I fatti risalgono al periodo tra il 2012 e il 2014: l’ex ministro avrebbe ricevuto dall’imprenditore Salvatore Buzzi in accordo con Massimo Carminati, 223.500 euro, dei quali il pm Tescaroli ha chiesto la confisca, attraverso pagamenti alla fondazione e al suo mandatario elettorale e diecimila euro in contanti. Il tutto con l’aiuto e l’intermediazione dell’ex amministratore dell’azienda romana dei rifiuti (Ama), Franco Panzironi, suo stretto collaboratore.
Alemanno è stato “l’uomo politico di riferimento dell’organizzazione Mafia Capitale all’interno dell’amministrazione comunale – aveva sostenuto Tescaroli in dibattimento – soprattutto, in ragione del suo ruolo apicale di sindaco, nel periodo 29 aprile 2008-12 giugno 2013 (e successivamente di consigliere di minoranza in seno al Pdl)”. I suoi “uomini di fiducia – aveva insistito – indagati e alcuni anche condannati in Mafia Capitale, sono stati proiezione della persona di Alemanno, che ha impiegato per la gestione del proprio potere, e si sono interfacciati con gli esponenti apicali di Mafia Capitale, suoi corruttori (Buzzi e Carminati)”.
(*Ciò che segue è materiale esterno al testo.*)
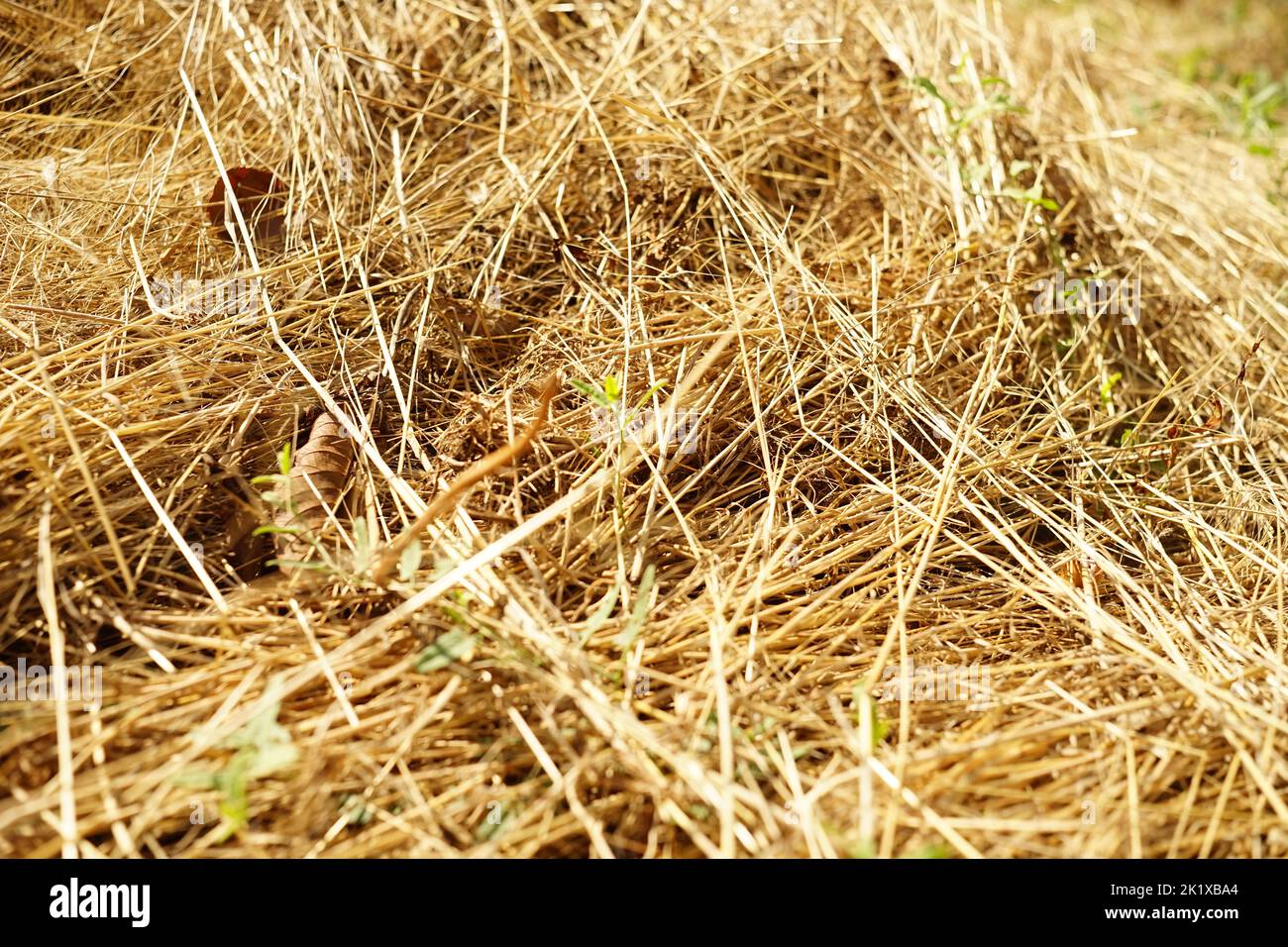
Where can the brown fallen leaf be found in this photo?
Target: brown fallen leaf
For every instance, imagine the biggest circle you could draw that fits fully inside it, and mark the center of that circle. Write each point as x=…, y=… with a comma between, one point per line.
x=261, y=197
x=464, y=480
x=320, y=474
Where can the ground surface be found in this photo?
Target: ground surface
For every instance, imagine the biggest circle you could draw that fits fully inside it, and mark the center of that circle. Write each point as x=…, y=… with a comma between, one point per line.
x=846, y=535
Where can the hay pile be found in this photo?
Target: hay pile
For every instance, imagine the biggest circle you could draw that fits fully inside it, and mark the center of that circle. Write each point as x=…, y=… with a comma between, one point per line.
x=894, y=556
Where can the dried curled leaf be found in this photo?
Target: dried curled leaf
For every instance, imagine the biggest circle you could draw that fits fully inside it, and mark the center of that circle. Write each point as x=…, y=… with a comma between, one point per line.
x=261, y=197
x=320, y=474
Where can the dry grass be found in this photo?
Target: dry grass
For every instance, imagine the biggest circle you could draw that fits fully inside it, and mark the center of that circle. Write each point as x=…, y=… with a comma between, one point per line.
x=750, y=214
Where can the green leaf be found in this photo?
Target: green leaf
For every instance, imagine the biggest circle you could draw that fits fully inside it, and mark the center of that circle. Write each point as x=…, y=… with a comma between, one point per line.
x=639, y=611
x=601, y=611
x=446, y=648
x=880, y=728
x=410, y=561
x=297, y=565
x=1031, y=195
x=1107, y=390
x=268, y=530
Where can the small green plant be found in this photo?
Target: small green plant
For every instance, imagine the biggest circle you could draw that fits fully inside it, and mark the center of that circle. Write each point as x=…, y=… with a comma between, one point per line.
x=962, y=116
x=263, y=748
x=639, y=611
x=880, y=727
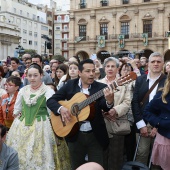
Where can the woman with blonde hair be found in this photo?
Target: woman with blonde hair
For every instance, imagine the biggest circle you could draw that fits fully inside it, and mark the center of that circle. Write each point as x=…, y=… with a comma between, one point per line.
x=157, y=113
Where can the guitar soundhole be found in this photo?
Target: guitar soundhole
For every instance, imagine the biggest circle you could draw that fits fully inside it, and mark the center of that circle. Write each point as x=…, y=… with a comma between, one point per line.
x=75, y=109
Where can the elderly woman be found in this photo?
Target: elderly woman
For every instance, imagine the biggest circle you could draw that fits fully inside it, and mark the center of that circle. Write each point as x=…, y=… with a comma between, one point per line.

In che modo? Secondo le accuse pronunciate da Tescaroli durante le 6 ore di requisitoria dell’8 febbraio, Alemanno ha “venduto” la sua funzione anche con l’ausilio “del fidato Franco Panzironi, parimenti corrotto”, al “sodalizio criminale Mafia Capitale” che “è riuscito a ottenere il controllo del territorio istituzionale di Ama spa, società presieduta dal Comune di Roma, incaricata di pubblico servizio, ente aggiudicatore di appalti, target privilegiato dell’organizzazione”. E ancora: Alemanno “ha consentito di porre le strutture del suo ufficio, di Ama Spa e di Eur Spa a disposizione di Buzzi e di Carminati”.
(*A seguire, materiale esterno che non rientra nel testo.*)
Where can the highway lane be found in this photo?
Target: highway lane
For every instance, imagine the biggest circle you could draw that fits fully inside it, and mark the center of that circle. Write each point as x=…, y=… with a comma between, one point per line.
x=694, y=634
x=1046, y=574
Tra le pene accessorie, il tribunale ha stabilito anche che Alemanno per due anni non potrà contrattare con la pubblica amministrazione e deciso l’interdizione legale per tutta la durata della pena. L’ex sindaco di Roma – al quale sono stati confiscati 298mila euro – dovrà risarcire sia Ama che Roma Capitale ed è stata fissata una provvisionale di 50mila euro sia per la municipalizzata che per il Campidoglio. La sentenza – ha commentato il presidente della commissione Antimafia, Nicola Morra – “potrà soddisfare tanti e scontentare tanti altri, ma sentenza!” e quindi “ragioniamo insieme su come e quanto la cosa pubblica sia stata in passato asservita a logiche di mafia“.
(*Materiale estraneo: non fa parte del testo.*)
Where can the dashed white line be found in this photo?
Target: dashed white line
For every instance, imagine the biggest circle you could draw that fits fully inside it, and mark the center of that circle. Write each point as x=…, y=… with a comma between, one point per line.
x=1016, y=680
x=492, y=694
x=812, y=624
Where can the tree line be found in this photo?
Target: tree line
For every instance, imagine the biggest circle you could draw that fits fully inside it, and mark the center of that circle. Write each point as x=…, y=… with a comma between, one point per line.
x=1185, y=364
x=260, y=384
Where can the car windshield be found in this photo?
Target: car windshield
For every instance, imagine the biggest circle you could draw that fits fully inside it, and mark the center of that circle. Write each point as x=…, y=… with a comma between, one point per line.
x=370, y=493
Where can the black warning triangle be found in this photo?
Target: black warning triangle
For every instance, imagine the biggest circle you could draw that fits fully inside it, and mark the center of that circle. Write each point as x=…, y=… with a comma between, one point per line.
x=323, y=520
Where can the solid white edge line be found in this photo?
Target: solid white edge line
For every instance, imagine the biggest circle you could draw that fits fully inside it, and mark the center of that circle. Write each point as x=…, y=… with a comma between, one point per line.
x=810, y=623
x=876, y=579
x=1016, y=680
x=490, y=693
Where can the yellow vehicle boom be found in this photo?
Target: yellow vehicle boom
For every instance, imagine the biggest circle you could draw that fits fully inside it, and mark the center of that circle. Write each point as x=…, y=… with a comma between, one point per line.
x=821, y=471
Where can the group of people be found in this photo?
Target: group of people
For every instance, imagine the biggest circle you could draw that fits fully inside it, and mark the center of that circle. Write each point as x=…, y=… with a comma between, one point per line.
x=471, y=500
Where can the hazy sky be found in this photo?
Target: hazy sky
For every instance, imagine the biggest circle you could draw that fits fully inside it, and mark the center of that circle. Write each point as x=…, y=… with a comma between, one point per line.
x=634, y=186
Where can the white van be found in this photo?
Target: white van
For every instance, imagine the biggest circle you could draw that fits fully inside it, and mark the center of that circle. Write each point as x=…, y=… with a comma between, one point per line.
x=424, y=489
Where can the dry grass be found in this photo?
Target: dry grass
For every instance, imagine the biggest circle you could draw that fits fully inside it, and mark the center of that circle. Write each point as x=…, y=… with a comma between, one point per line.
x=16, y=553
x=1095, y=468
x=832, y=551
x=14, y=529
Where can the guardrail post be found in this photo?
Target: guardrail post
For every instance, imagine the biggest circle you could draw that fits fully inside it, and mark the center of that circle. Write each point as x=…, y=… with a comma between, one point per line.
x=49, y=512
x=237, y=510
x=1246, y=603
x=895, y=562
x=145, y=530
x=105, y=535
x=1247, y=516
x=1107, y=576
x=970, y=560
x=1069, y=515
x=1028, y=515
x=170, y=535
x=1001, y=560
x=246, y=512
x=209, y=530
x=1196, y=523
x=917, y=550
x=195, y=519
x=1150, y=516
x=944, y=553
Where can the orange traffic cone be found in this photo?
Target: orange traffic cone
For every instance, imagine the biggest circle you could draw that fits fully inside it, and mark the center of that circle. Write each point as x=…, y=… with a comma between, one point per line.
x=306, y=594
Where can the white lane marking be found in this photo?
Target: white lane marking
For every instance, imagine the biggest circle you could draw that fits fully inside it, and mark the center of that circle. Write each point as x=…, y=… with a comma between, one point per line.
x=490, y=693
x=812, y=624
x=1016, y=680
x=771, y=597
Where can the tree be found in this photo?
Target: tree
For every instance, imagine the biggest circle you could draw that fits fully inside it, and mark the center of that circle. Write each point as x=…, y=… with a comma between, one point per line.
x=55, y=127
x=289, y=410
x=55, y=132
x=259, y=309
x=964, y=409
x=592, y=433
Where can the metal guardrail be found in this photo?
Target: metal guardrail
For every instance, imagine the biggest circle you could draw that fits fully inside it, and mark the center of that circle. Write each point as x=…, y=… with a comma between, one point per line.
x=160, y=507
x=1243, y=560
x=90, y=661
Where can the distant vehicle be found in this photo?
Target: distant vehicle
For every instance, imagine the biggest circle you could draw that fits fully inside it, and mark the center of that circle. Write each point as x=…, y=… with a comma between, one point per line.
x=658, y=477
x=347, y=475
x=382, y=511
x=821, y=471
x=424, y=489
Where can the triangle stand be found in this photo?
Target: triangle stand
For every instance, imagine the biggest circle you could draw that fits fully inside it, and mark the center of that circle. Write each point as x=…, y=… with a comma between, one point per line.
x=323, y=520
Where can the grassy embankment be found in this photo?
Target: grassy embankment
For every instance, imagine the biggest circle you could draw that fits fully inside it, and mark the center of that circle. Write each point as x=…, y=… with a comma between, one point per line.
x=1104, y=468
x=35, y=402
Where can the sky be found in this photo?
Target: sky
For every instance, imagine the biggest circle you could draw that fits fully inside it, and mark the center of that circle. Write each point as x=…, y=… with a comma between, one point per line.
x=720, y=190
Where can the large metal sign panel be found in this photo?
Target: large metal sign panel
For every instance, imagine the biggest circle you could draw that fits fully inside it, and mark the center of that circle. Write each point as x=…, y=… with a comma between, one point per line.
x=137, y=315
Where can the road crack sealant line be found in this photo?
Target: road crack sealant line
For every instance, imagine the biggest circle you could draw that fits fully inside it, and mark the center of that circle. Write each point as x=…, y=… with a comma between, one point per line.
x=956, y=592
“Provo dispiacere e amarezza”, ha commentato Marco Marsilio, neo presidente della Regione Abruzzo. “Mi auguro riesca a dimostrare la sua innocenza e totale estraneità alla vicenda”.
I 5 Stelle in Campidoglio vanno all’attacco. “Indipendentemente da quale sarà il risvolto nei successivi gradi di giudizio, questa sentenza accende per l’ennesima volta i riflettori su Mafia Capitale – scrive su Facebook il capogruppo del M5S in Campidoglio Giuliano Pacetti – Già, non dobbiamo dimenticare che la mafia ha distrutto Roma. Voglio ricordarlo, ancora una volta, a chi ci accusa di dare sempre la colpa a quelli che ci hanno preceduto. Per ripristinare la legalità siamo partiti dalle macerie. Tenetelo sempre a mente ogni volta che attaccate questa amministrazione dimenticando quello che abbiamo ereditato. #Alemanno#MafiaCapitale”, conclude.